Indeed, until a few years ago, the 53-year-old billionaire who donated $10 million to Vance’s super PAC had no kids. Should his contributions to political candidates and philanthropic causes during that time be retroactively judged suspect? The assertion that parenthood is somehow a prerequisite for effective statesmanship is nonsensical. It’s also insulting. Great parents can make terrible leaders—and great leaders are often terrible parents.
Vance says that the “civilizational crisis” of declining fertility requires providing additional “resources to parents who tell us the only reason they’re not having kids is because they can’t afford it.” How should we do this? “We can debate the policy details.” But the only specific proposals Vance mentions are Hungarian prime minister Viktor Orban’s subsidized loans to married couples who promise to have kids, and the completely fantastical idea of demeny voting, whereby parents vote on behalf of their children. What he doesn’t mention, as one of those sullen, devious, childless journalists pointed out, was either the child tax credit the Biden administration is sending to families as we speak, or the various other child credit plans advanced by Senate Republicans, including—wait for it—Mitt Romney.
How can it be that the same “establishment Republican” who represents such an unattractive version of the American dream also wants to make life easier for the working families in whose name Vance speaks? And while I am asking questions, What evidence is there that government spending can arrest, not to say reverse, a demographic process hundreds of years in the making? What special clarity and insight into the workings of politics do parents possess, and on what basis shall we implement the radical ideas that a Hungarian demographer came up with 35 years ago? What does the substance of Vance’s remarks actually have to do with the everyday concerns of Ohio Republicans?
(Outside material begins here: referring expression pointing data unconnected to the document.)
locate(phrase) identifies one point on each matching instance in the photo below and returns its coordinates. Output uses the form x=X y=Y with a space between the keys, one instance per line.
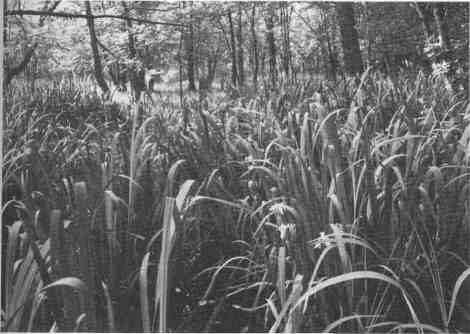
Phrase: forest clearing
x=208 y=166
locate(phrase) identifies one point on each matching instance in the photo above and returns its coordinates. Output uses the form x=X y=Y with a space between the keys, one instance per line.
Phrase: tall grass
x=321 y=207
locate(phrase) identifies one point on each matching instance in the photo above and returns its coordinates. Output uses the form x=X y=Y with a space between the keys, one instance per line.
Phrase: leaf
x=71 y=282
x=458 y=284
x=144 y=303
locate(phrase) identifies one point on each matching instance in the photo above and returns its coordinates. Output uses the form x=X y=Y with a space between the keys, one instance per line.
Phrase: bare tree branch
x=84 y=16
x=12 y=72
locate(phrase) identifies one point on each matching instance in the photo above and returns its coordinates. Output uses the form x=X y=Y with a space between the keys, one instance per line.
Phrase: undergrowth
x=315 y=207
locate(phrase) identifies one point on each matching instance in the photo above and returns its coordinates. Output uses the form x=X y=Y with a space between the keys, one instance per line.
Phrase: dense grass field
x=336 y=207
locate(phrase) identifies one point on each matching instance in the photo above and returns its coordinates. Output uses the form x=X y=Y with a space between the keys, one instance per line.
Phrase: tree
x=241 y=70
x=271 y=45
x=254 y=43
x=11 y=72
x=233 y=49
x=94 y=47
x=349 y=38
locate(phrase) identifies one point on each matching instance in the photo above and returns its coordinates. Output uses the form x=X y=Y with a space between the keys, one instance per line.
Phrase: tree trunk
x=10 y=73
x=425 y=15
x=94 y=47
x=233 y=50
x=255 y=48
x=349 y=38
x=441 y=25
x=269 y=22
x=136 y=75
x=190 y=61
x=241 y=74
x=285 y=20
I found it noteworthy, for example, that immigration, crime, and “election integrity” don’t come up until the final paragraphs of Vance’s remarks. The word “inflation” does not appear at all.
Such is the confusion that arises when a movement anchors itself to the personality of one former president, when a movement neglects the principles of political and economic freedom that guided it for so many years. It seems to me that for national populism to have a viable future, it needs to avoid straw men, see its political antagonists not as alien enemies but as fellow Americans, concentrate on the issues voters care about, and clarify its thinking on the relation of economics and culture. Can J.D. Vance accomplish this formidable task? He has until primary day—May 3—to try.